Petrovic and Australian Securities & Investments Commission (Taxation and business) [2025] ARTA 2717 (11 December 2025)

The Administrative Review Tribunal reviewed ASIC’s decision banning financial adviser Milutin Petrovic for six years over failures while implementing United Global Capital’s “limited advice” model. ASIC found he breached multiple financial services laws, including best interest duties, appropriate advice requirements, conflict management duties, and misleading conduct, largely due to relying on templated documents and inadequate client investigation. Though he argued he acted in good faith and was misled by his employer, the Tribunal held the obligations were personal, his conduct serious, and he lacked sufficient insight. The ban was reduced to three years, starting 24 January 2025, but otherwise left unchanged.
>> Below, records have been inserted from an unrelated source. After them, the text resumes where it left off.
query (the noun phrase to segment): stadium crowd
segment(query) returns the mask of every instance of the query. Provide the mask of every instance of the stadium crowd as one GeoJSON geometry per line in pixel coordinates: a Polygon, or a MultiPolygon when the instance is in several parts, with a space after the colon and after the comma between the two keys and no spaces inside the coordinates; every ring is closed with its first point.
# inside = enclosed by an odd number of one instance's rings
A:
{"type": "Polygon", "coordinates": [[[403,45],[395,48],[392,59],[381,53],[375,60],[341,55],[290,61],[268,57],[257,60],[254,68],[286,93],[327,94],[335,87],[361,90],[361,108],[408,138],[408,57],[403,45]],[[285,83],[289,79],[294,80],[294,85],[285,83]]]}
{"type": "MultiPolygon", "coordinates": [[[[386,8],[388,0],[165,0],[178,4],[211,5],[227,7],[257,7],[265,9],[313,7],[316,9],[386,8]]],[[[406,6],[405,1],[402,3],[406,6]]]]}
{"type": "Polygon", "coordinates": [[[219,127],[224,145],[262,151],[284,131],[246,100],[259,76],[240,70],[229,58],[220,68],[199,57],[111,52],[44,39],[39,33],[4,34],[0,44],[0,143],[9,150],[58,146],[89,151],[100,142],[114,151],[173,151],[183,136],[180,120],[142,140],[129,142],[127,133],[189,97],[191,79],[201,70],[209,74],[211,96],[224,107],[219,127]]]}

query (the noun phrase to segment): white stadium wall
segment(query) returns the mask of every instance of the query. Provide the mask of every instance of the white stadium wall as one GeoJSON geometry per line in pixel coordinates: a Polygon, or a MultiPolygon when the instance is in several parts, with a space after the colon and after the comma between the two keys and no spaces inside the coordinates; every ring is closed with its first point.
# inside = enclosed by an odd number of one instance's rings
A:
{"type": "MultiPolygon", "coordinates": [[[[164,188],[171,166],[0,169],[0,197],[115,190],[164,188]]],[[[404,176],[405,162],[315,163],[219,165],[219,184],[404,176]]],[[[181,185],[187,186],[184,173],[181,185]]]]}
Mr QSFT and Mrs WKXH and Secretary, Department of Social Services (Social security second review) [2025] ARTA 2514 (24 November 2025)

The Tribunal upheld Centrelink’s calculation of Mr QSFT and Mrs WKXH’s age pension. As controllers and attributable stakeholders of their family trust, they were correctly assessed on both the trust’s dividend income and deemed income from a $143,201 loan they had made to the trust. The applicants argued this amounted to double counting, but the Tribunal found the two income sources were legally distinct: dividends earned by the trust and deemed income on a financial asset (the loan). Since the loan still existed and had not been repaid or forgiven, deeming rules applied. The Tribunal concluded the legislation required both amounts to be assessed and affirmed the decision.  

XBRK & RKYV and Secretary, Department of Social Services (Practice and procedure) [2026] ARTA 17 (8 January 2026)

The Tribunal dismissed the applications by XBRK & RKYV for lack of jurisdiction. The applicants sought review of Centrelink’s alleged failure to revalue listed securities between 2017 and 2022 and claimed entitlement to pension arrears. However, the Tribunal found no evidence that Centrelink had made any “decision” within the statutory meaning no officer had turned their mind to the revaluation issue or refused to act. Without a reviewable decision under the Social Security and Administrative Review legislation, the Tribunal could not conduct a second review. Earlier authorised review officer’s decisions already reviewed and affirmed were not challenged by the applicants. As no valid jurisdictional foundation existed, the applications were dismissed under section 97 of the Administrative Review Tribunal Act 2024.

McLennan v McLennan [2025] NSWSC 1603 (23 December 2025)

McLennan v McLennan involved an elderly father, John, seeking to unwind past estate planning transactions that gave his son, Ruskin, control of family trusts and ownership of the Bombi Road home. The Court found that over many years John and his late wife Karen intentionally structured their affairs on professional legal advice to place Ruskin in control, largely due to concerns about their daughter Susannah’s long term vulnerability. After Karen’s death, John changed his mind and claimed unconscionable conduct, saying Ruskin had overborne him. The Court rejected this, finding John’s affidavit evidence unreliable, the solicitor’s evidence credible, and the transactions rational and voluntary. All challenges failed except that Ruskin must account for past expenditure from his parents’ bank accounts.